You should provide the path to the directory containing the directories with the reads (.fastq files). For instance if you have something like ~/Reads/sample1/example.fastq and ~/Reads/sample2/example2.fastq, you should provide ~/Reads as the argument for -r option.

Options for PlasmidUNCoverage.py:

-p, --plasmid - Provide the path to the directory containing plasmid fastas.

-idx, --bowtie-index - Provide the path to bowtie index file

-r, --read - Provide the path to the directory containing reads fastas.

-t, --threads - Specify the number of threads to be used by bowtie2.

-2, --pair - Use this 
option if you have paired end reads. Paired end reads just have to be inside 
the same folder, without any other files inside it. Structure to read files 
should be something like: ./reads/read_folder/<with pairs inside it>.)

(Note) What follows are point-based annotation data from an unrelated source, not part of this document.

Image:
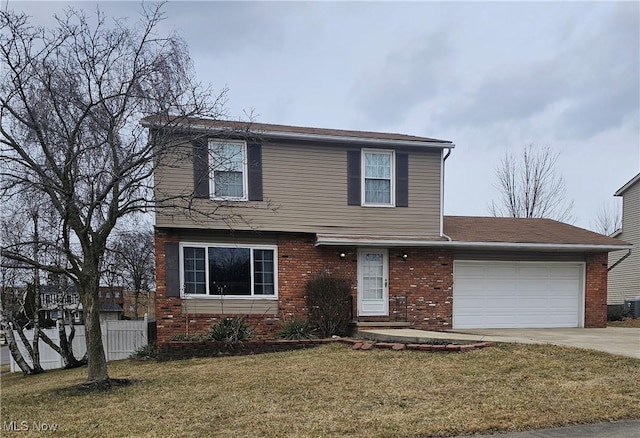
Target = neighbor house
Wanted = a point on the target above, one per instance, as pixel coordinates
(53, 296)
(291, 202)
(624, 274)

-k, --max_align - Specify the maximum number of alignments possible for each 
read. This option changes -k parameter of Bowtie2. By default this script will 
set -k to the number of fasta files in reference directory (e.g. if you have 3 
reference sequences the number of max_align allowed will automatically be set 
to 3). So, if you have a single multi-fasta -k will be set to 1.

-o, --output - Specify the output name you wish. There is no need of file 
extension.)

-c, --cutoff - Specify the cutoff for percentage of plasmid coverage that reads
 must have to be in the output. This should be a number between 0-1.')

- Accessory tools

plasmid_or_not.py

Currently this tool is separated from the main script (PlasmidCoverage_Sdb.py). This script is intended to separate reads from plasmids (or other type of sequences that have a database in fasta format) from reads for mixed libraries of chromosomal + plasmid reads.

Options for plasmid_or_not.py
-p, --plasmid - Provide the plasmid fastas

-r, --read - Provide the path to the directory containing reads fastas

-t, --threads - Specify the number of threads to be used by bowtie2

-o, --output - Specify the output name you wish. No need for file extension! 
Output file will be a fasta.

-unmap, --unmapped - By default this script attempts to save sequences 
available in the provided read files. If you want to save the reads that do not 
belong to plasmids, use this option.

diffs_json.py

Currently this tool is separated from the main script (PlasmidCoverage_Sdb.py). This script compares two json files with coverage percentage per gi (json files retrieved by PlasmidCoverage_Sdb.py.

Options for diffs_json.py
-i, --input_jsons - Provide the input json files of interest.

-c, --cutoff - Provide the cutoff value used for the minimum coverage allowed
 to be outputed to json files. This value should be equal in both files to compare.